One of the main reasons why multibyte error correcting systems have not been readily adopted for disk files is the constraint imposed by those codes on the block size or codeword. It is recognized that the codeword is limited to 2.sup.b where b is the number of bit positions in the byte employed in the system. Where the byte consists of eight bits, which is substantially a standard in the data processing industry, the codeword there cannot exceed generally 255 bytes. It is further recognized that for each error to be corrected in that codeword of 255 bytes, two check bytes must be associated with the codeword for each error. For example, if the code is designed to correct five errors in each codeword, then ten check byte positions must be provided out of the 255 byte positions.
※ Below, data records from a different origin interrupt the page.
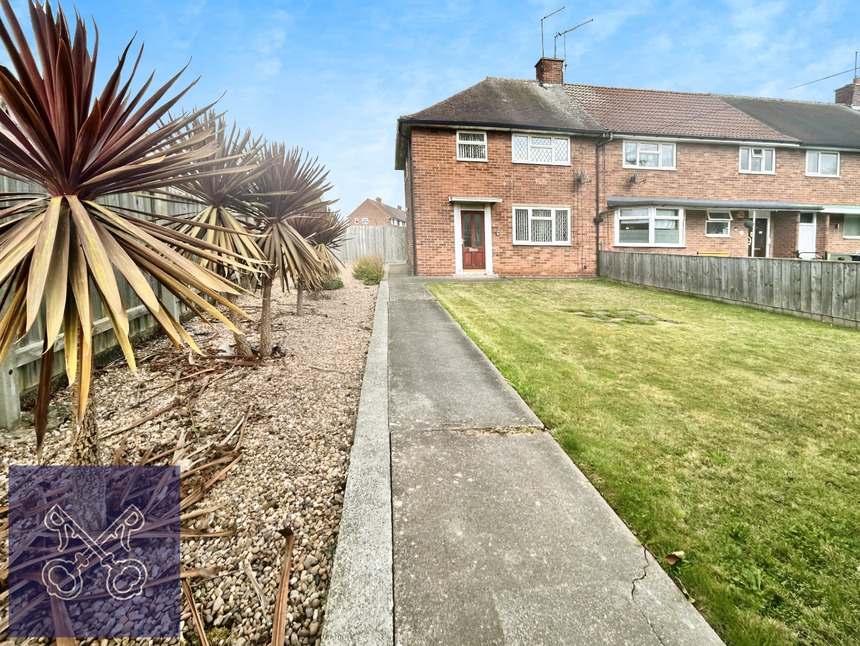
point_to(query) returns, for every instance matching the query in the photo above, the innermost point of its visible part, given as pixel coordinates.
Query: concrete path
(497, 537)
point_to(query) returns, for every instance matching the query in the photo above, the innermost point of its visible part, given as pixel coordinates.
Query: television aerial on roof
(564, 34)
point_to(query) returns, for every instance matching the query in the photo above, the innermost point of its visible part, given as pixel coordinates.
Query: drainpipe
(598, 216)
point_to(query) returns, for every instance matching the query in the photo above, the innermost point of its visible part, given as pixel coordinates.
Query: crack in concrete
(633, 595)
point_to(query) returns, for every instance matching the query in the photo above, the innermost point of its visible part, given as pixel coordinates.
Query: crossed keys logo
(64, 578)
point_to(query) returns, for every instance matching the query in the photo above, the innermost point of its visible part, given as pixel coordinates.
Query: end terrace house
(533, 177)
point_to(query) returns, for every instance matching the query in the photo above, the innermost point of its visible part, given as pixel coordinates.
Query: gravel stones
(295, 456)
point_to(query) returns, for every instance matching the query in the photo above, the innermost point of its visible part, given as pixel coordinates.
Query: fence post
(10, 398)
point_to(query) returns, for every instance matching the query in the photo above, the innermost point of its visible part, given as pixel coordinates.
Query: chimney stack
(850, 94)
(550, 71)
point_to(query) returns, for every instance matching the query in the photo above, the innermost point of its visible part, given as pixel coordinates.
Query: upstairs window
(646, 154)
(471, 146)
(541, 225)
(756, 160)
(719, 224)
(540, 149)
(822, 164)
(649, 227)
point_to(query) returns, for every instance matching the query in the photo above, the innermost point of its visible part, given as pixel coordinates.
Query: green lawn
(724, 432)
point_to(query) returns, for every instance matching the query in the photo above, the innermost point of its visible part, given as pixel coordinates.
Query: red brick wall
(705, 171)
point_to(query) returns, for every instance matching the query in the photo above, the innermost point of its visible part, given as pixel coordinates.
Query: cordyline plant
(325, 231)
(222, 199)
(292, 185)
(57, 242)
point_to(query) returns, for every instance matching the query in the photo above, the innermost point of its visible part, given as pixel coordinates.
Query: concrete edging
(360, 607)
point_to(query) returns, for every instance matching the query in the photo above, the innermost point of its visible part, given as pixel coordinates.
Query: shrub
(368, 269)
(333, 283)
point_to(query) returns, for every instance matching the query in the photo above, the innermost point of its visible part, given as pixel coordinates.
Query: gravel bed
(295, 454)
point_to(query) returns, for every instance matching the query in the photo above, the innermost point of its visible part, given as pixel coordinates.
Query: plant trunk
(266, 320)
(88, 494)
(243, 347)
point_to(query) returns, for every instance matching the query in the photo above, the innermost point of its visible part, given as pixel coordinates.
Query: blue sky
(332, 77)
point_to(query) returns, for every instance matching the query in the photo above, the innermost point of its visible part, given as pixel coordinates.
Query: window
(719, 224)
(821, 164)
(644, 154)
(756, 160)
(649, 226)
(541, 225)
(471, 146)
(540, 149)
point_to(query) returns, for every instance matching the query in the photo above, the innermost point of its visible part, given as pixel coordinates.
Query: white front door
(806, 236)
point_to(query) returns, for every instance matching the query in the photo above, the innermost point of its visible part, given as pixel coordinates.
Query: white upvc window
(851, 229)
(471, 145)
(757, 160)
(540, 149)
(649, 154)
(542, 225)
(649, 226)
(719, 224)
(820, 163)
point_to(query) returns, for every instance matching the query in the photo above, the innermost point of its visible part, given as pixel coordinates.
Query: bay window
(649, 227)
(543, 225)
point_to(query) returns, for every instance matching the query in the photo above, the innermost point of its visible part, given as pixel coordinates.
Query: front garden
(726, 438)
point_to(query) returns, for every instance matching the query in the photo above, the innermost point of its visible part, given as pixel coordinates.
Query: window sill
(648, 168)
(529, 163)
(542, 244)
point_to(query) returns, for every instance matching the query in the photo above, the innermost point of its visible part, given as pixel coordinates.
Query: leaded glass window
(541, 225)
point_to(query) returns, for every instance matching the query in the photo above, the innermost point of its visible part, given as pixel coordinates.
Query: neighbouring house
(532, 178)
(373, 213)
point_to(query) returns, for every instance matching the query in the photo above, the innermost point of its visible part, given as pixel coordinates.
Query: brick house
(531, 178)
(373, 213)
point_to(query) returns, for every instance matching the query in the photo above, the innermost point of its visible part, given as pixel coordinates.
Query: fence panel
(385, 241)
(820, 289)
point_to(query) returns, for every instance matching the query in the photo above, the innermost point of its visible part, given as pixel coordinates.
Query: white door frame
(459, 207)
(762, 215)
(814, 227)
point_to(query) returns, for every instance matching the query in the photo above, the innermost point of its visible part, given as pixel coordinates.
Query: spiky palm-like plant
(325, 232)
(222, 199)
(57, 242)
(293, 185)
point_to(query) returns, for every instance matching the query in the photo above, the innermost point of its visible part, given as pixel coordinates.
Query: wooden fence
(20, 368)
(823, 290)
(385, 241)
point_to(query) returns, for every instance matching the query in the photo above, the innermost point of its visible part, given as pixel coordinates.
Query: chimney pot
(550, 71)
(849, 94)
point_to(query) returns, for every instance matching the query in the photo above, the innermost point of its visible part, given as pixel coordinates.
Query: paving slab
(500, 539)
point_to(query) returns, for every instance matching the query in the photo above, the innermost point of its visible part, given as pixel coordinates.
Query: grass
(725, 433)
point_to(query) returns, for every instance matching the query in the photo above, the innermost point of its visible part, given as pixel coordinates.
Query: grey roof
(614, 200)
(592, 110)
(673, 114)
(813, 124)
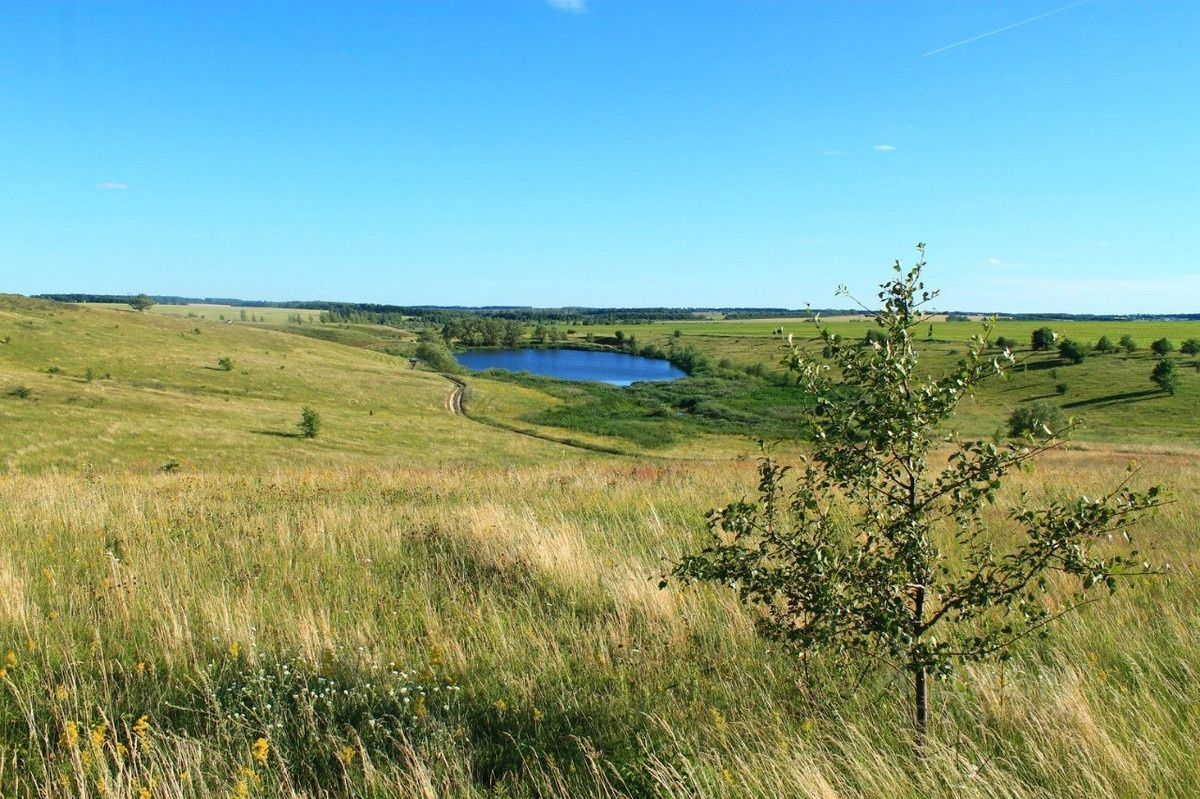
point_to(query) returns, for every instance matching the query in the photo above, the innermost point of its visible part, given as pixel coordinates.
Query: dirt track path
(454, 402)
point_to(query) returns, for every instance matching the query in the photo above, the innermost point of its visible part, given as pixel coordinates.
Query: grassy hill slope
(114, 388)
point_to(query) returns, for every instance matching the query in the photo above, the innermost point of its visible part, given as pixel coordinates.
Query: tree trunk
(919, 688)
(921, 707)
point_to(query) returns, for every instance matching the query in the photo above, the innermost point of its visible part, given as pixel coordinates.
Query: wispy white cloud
(570, 6)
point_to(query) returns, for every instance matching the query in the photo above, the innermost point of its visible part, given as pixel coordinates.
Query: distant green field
(222, 312)
(113, 388)
(1111, 394)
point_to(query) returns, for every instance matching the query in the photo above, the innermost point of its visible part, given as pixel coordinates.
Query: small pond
(615, 368)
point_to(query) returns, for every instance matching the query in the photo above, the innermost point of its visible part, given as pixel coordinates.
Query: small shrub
(1165, 376)
(1036, 419)
(1163, 347)
(310, 422)
(1072, 350)
(1043, 338)
(437, 356)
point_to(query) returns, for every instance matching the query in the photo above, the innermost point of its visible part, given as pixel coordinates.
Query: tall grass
(173, 620)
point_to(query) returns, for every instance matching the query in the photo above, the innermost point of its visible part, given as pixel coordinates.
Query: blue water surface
(615, 368)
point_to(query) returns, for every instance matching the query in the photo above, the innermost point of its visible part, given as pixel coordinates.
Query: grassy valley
(417, 602)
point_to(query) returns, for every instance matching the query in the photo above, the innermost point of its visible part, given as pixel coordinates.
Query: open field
(226, 607)
(419, 604)
(111, 388)
(209, 312)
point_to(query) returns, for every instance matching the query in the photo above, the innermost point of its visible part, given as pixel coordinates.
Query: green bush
(1163, 347)
(1072, 350)
(1165, 376)
(1036, 419)
(1042, 338)
(437, 356)
(310, 422)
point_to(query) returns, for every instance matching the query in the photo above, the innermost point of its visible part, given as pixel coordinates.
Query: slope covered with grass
(102, 388)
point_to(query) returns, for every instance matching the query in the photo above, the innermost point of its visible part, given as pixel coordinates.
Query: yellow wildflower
(346, 754)
(99, 733)
(70, 734)
(142, 726)
(261, 750)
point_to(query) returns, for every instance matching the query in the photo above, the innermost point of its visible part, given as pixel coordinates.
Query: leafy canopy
(877, 554)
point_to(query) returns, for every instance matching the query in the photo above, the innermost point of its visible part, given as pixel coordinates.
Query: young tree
(1163, 347)
(1165, 376)
(1042, 338)
(1072, 350)
(877, 554)
(142, 302)
(310, 422)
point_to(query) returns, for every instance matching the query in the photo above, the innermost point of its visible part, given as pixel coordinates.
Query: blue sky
(753, 152)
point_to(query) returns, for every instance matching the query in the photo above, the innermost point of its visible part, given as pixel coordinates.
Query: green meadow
(197, 601)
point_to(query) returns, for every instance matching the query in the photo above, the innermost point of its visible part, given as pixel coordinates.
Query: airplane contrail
(1001, 30)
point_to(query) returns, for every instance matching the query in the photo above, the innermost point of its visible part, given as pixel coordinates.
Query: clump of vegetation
(849, 562)
(1036, 419)
(1165, 376)
(437, 356)
(310, 422)
(1072, 350)
(142, 302)
(1043, 338)
(1163, 347)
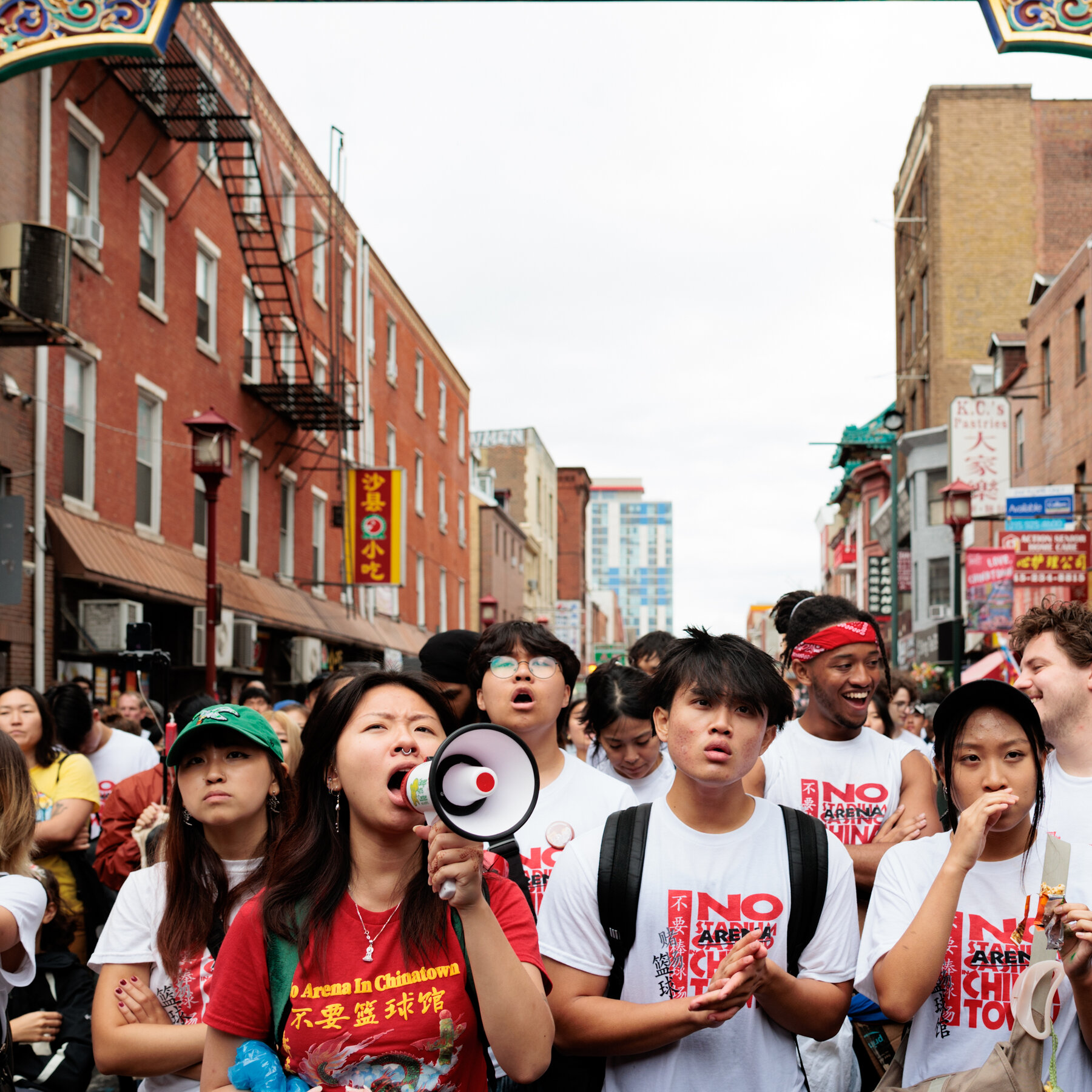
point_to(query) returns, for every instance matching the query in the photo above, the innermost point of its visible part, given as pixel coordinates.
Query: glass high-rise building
(629, 551)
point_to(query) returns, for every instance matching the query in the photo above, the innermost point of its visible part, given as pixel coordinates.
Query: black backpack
(622, 864)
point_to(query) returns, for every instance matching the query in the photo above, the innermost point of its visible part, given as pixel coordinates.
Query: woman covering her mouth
(382, 980)
(158, 952)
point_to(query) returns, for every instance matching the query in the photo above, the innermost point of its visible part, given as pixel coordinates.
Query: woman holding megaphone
(369, 979)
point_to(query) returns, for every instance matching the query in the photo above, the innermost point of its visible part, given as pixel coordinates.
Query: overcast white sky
(648, 229)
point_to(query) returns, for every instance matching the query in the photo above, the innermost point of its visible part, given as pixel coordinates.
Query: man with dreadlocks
(868, 793)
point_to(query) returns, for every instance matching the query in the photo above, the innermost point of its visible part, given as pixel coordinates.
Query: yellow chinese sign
(375, 527)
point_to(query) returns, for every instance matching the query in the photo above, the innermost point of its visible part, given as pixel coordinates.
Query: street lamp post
(957, 497)
(211, 459)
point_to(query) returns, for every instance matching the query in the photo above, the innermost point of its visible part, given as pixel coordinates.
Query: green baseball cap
(246, 722)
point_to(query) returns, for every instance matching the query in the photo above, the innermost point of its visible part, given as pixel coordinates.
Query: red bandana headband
(835, 637)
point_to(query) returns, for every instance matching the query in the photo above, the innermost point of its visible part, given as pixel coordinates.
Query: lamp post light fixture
(957, 499)
(211, 460)
(488, 608)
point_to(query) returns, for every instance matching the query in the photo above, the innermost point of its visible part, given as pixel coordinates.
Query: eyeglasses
(505, 667)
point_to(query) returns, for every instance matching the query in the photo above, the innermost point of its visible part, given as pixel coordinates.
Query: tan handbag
(1017, 1064)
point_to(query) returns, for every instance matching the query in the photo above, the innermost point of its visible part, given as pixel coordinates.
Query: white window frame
(150, 198)
(87, 382)
(255, 458)
(155, 397)
(286, 535)
(419, 385)
(320, 240)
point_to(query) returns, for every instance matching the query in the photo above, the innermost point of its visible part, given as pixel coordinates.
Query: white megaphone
(483, 782)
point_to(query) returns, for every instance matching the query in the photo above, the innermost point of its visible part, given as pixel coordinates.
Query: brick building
(226, 272)
(994, 189)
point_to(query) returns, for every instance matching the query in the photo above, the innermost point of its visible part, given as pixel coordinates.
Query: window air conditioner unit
(87, 229)
(306, 659)
(246, 642)
(35, 263)
(225, 636)
(105, 621)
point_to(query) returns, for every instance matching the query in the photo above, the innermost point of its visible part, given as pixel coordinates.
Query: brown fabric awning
(103, 551)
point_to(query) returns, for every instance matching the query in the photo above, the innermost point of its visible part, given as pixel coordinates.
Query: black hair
(656, 644)
(502, 639)
(46, 749)
(72, 715)
(945, 744)
(723, 667)
(800, 615)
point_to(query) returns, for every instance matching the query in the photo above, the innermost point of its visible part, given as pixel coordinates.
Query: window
(1046, 374)
(288, 351)
(318, 539)
(207, 297)
(288, 217)
(79, 476)
(200, 513)
(248, 521)
(83, 178)
(346, 296)
(935, 480)
(318, 258)
(420, 590)
(1082, 353)
(393, 352)
(939, 582)
(251, 339)
(151, 249)
(149, 460)
(288, 533)
(419, 390)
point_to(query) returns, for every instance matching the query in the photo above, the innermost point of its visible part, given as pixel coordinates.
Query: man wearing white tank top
(1054, 647)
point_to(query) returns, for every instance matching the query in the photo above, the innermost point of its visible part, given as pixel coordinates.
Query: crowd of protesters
(804, 875)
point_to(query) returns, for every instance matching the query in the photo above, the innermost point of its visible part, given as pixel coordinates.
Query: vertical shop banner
(989, 575)
(376, 527)
(979, 450)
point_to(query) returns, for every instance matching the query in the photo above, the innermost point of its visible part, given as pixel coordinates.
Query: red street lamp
(488, 608)
(211, 459)
(957, 498)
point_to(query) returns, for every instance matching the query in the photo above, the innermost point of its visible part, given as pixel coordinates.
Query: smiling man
(1054, 647)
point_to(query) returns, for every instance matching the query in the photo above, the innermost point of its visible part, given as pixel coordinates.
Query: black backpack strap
(509, 849)
(806, 839)
(622, 863)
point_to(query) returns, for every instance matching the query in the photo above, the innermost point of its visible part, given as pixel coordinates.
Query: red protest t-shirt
(382, 1026)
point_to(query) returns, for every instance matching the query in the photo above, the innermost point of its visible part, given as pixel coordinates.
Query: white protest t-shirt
(699, 895)
(651, 786)
(852, 786)
(969, 1009)
(129, 936)
(25, 899)
(582, 798)
(1068, 798)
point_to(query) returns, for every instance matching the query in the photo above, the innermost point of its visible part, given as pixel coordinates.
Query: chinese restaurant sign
(979, 451)
(376, 527)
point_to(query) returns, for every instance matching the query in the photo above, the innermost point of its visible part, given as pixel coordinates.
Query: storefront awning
(112, 555)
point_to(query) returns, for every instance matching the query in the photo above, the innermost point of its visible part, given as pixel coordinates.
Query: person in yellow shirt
(66, 793)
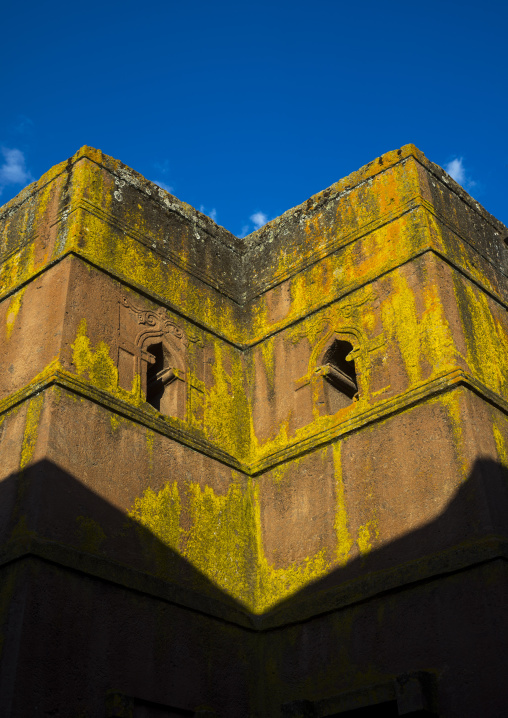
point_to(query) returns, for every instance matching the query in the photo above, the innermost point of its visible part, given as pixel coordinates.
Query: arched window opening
(339, 383)
(159, 375)
(340, 371)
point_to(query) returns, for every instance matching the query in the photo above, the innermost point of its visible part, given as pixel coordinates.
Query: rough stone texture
(205, 508)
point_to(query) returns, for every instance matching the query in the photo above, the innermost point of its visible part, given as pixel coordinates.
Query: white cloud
(163, 185)
(13, 170)
(457, 171)
(258, 219)
(212, 213)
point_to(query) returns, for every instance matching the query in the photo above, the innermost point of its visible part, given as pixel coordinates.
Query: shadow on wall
(89, 627)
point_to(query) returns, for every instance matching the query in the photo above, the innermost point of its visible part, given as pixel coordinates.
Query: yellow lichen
(13, 310)
(31, 430)
(96, 364)
(160, 513)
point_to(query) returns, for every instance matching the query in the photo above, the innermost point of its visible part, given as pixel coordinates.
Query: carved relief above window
(155, 349)
(332, 381)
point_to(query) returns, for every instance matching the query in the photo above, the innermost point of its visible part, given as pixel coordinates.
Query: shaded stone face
(271, 468)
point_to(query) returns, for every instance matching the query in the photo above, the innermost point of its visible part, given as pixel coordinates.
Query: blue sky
(246, 109)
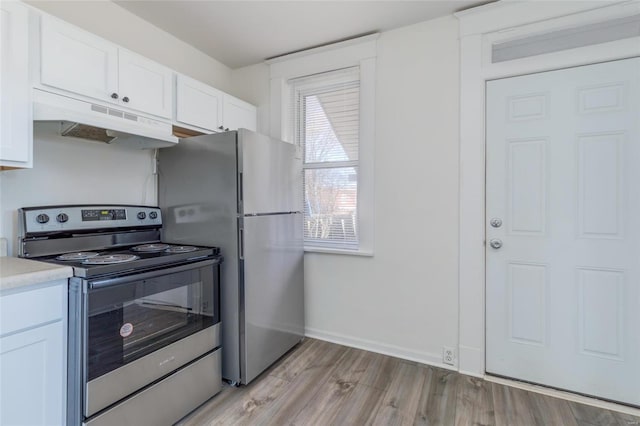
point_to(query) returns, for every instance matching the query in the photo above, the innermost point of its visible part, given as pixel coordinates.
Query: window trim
(360, 52)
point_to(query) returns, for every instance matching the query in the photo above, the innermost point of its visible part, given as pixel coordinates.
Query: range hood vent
(82, 131)
(95, 122)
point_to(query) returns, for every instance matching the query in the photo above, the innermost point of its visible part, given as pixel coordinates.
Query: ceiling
(240, 33)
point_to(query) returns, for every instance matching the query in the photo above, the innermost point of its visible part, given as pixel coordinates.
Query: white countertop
(16, 272)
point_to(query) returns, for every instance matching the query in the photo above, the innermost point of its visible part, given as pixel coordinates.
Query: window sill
(363, 253)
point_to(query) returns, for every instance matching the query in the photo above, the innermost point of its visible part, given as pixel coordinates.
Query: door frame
(480, 28)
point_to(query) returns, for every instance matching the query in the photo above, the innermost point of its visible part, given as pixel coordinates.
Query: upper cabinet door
(198, 104)
(238, 114)
(15, 105)
(144, 85)
(77, 61)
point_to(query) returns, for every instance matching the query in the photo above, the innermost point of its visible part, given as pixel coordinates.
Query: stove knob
(42, 218)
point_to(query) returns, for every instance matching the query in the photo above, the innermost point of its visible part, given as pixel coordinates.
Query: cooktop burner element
(150, 248)
(102, 241)
(81, 255)
(181, 249)
(109, 259)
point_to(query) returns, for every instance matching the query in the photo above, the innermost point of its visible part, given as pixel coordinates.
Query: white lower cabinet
(31, 376)
(33, 370)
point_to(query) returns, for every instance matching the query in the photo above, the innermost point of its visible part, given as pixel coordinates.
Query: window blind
(327, 126)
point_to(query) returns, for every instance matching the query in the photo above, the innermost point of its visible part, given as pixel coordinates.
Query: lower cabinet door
(33, 377)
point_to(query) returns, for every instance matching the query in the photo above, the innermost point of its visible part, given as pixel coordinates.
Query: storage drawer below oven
(169, 400)
(107, 389)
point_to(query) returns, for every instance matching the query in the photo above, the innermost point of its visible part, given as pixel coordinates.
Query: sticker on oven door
(126, 329)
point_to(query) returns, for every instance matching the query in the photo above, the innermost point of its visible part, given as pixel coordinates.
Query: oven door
(142, 327)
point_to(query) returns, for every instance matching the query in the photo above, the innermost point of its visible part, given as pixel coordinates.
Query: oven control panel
(61, 218)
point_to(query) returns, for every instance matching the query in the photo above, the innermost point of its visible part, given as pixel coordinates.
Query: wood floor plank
(360, 406)
(307, 380)
(587, 415)
(512, 406)
(380, 371)
(320, 383)
(551, 411)
(474, 402)
(626, 419)
(323, 408)
(402, 397)
(438, 400)
(248, 405)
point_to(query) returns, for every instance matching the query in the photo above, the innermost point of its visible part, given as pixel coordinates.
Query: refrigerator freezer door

It can be seen that in such arrangements the redundancy becomes quite high and the overall capacity of the disk file is severely restricted.
Besides adversely affecting useful storage capacity, the relatively small block size also imposes many undesirable constraints in the design of the data format that is used on the track.
In future disk files, it is desirable to provide better reliability and availability in spite of higher data storage density and data rates.
Conventional coding techniques, such as multiple error correcting Reed-Solomon or BCH codes discussed in references 1-3, while very efficient in terms of mathematical redundancy, impose algebraic constraints on the size of the codeword for a given choice of byte size. Thus, in a practical application of 8-bit bytes and with high error rates, the redundancy is often still unacceptable. These considerations present major hurdles in the application of these conventional coding techniques to future disk files.
A system for correcting multiple errors which does not present these major hurdles is desired. The present invention provides such a system.